The term solastalgia has been around been around since early in this century, and the term was coined right here in Australia. It combines the idea of ‘solace’ or a feeling of peace and comfort along with ‘nostalgia’, that longing for something now gone forever. Professor Glenn Albrecht coined the term in the work he did in New South Wales at the University of Newcastle a couple decades back. He postulated a previously unrecognised form of psychological stress experienced by people in the Hunter Valley Region, whose home environment was changed dramatically by both natural and man-made impacts. Solastalgia applies to people in the Hunter Valley specifically because the coal mine expansions and bush fires there left so many residents with no home to go back to. I use Albrecht’s words when he says that solastalgia is the "feeling of homesickness while still being at home”. He also speaks of the distress an individual or an entire community experiences about their “loss of endemic sense of place”. As an aside here, I never met Glenn Albrecht, but we both finished our university careers contemporaneously at Murdoch University… small world, yes?

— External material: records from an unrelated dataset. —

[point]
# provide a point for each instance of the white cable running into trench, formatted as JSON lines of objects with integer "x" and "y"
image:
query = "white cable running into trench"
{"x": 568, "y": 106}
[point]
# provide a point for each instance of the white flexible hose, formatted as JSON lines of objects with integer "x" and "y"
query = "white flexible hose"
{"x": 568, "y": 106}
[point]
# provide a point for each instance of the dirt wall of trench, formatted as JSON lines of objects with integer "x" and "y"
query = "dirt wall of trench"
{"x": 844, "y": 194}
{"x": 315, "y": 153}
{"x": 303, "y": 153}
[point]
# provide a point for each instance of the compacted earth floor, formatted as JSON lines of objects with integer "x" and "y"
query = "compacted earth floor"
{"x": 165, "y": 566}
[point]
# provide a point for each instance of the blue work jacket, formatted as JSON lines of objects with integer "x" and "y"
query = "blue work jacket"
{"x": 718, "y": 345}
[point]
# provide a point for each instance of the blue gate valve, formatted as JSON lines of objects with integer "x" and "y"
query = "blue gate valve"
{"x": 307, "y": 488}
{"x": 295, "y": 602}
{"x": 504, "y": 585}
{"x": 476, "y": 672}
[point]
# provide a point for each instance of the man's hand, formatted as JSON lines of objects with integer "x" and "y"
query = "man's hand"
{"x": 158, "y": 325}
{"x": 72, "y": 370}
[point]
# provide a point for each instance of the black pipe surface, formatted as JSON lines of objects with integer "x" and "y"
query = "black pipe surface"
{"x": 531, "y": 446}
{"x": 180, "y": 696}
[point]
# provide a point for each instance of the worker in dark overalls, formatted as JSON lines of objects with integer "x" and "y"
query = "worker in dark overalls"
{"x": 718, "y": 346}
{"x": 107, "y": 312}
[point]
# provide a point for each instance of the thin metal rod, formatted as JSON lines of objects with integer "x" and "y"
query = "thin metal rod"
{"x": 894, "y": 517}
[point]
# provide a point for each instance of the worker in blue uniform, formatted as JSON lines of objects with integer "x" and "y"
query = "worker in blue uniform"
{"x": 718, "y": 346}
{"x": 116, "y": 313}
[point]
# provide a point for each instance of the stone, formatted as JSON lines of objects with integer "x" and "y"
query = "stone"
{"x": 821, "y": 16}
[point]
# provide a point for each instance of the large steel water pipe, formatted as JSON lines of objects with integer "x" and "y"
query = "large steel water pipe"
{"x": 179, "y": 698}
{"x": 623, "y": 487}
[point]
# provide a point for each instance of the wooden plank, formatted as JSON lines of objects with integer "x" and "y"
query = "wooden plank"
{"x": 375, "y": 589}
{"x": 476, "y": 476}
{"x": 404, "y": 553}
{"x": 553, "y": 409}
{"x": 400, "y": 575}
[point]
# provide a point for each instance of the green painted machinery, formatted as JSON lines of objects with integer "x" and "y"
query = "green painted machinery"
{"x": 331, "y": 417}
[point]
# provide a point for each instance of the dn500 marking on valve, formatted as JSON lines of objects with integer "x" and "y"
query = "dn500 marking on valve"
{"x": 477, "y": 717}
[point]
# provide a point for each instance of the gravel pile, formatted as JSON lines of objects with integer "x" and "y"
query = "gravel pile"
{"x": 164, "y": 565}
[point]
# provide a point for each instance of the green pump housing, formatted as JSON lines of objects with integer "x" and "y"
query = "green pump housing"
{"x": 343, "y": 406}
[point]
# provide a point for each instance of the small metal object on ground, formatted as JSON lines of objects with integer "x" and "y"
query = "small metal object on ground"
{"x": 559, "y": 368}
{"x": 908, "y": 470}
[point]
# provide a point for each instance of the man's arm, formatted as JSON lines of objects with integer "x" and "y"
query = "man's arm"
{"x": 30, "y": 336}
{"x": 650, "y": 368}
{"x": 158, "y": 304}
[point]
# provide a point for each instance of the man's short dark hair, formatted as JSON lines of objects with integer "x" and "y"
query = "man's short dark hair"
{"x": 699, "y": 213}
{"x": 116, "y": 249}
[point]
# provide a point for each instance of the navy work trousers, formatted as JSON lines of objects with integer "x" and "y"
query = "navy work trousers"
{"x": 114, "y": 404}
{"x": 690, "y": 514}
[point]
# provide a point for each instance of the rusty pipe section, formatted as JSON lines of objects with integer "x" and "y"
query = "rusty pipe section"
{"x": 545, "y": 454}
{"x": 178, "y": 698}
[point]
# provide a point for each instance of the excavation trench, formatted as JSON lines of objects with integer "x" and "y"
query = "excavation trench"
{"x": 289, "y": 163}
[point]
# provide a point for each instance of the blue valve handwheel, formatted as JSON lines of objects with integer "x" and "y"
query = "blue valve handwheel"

I very much enjoyed writing EIGHT. Firstly, there’s a lot of real, hardcore science in the tale, and I just really enjoy exploring scientific ideas in novel ways. Secondly, I also enjoyed tying in a global setting which approximately has a quarter the novel set in the USA (Washington and Hawaii), a quarter in Australia (Perth, Margaret River and Sydney), a quarter in Shanghai, China and a quarter on Mars. It’s great fun for me to take the reader on a journey that chases a story around our planet and – in this case – across our solar system.
I hope you enjoy reading EIGHT as much as I enjoyed writing it.